Carlos Águila Arreola
Cancún

22 de febrero, 2016

Pescadores furtivos capturan y venden hasta cinco mil toneladas de caracol rosado cada mes en restaurantes de la entidad, donde el producto se oferta a los comensales con el falso argumento de que el molusco es importado de Belice, denunció el cooperativista Jaime Medina Flores.

El líder de la “Sociedad Cooperativa de Producción Pesquera Langosteros del Caribe” adelantó que ya se elabora una propuesta a los diputados federales para modificar el artículo 420 del Código Penal Federal, que eleve a pena grave la comercialización de especies acuáticas en veda.

Explicó que desde hace tres años, en 2013, cuando se declaró veda de cinco años para la especie en peligro de extinción por llegar a un punto máximo de explotación, los pecadores furtivos distribuyen de manera exclusiva en el mercado negro, toneladas del molusco debido a la falta de vigilancia y regulación de la autoridades.

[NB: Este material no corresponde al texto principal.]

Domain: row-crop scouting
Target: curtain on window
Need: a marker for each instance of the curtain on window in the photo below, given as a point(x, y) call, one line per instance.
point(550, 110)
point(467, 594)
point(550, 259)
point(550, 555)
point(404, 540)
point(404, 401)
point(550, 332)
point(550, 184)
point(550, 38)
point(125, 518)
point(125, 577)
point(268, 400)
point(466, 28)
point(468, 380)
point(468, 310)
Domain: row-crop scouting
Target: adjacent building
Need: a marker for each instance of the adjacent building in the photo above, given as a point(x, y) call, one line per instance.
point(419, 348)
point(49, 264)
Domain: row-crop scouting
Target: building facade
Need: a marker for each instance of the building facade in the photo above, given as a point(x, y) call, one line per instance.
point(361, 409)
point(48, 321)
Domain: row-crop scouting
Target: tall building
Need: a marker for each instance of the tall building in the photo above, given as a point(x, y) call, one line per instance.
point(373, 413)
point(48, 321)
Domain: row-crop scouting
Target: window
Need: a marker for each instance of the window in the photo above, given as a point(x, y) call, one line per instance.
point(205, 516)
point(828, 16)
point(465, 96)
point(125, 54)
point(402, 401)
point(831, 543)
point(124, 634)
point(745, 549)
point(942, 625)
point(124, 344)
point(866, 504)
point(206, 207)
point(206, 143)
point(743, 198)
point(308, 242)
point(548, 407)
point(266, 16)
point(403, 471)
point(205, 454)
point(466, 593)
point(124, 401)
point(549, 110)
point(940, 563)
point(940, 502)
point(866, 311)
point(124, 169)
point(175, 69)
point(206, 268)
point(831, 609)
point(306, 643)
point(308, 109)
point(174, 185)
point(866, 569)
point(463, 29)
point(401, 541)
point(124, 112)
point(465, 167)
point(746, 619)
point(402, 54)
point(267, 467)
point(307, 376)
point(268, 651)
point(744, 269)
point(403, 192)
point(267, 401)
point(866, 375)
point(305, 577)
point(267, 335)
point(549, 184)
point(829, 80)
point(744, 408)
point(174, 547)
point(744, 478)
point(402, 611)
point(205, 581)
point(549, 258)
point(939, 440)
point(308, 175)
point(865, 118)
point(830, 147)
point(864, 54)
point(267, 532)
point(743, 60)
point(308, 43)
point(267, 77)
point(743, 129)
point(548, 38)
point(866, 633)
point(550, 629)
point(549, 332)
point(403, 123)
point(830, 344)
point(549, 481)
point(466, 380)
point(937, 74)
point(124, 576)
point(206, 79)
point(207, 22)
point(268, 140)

“Una vez que se apruebe la modificación legal estaremos del otro lado. Si en un restaurante venden caracol y el propietario no puede demostrar que lo compró a una persona autorizada, se convierte en infractor y el establecimiento podría ser desde multado hasta clausurado”.

“Fácil sacan de cuatro a cinco mil kilos al mes, cuando a nosotros nos autorizaban cuatro mil al año, esa era la cuota de la cooperativa. No hay control”.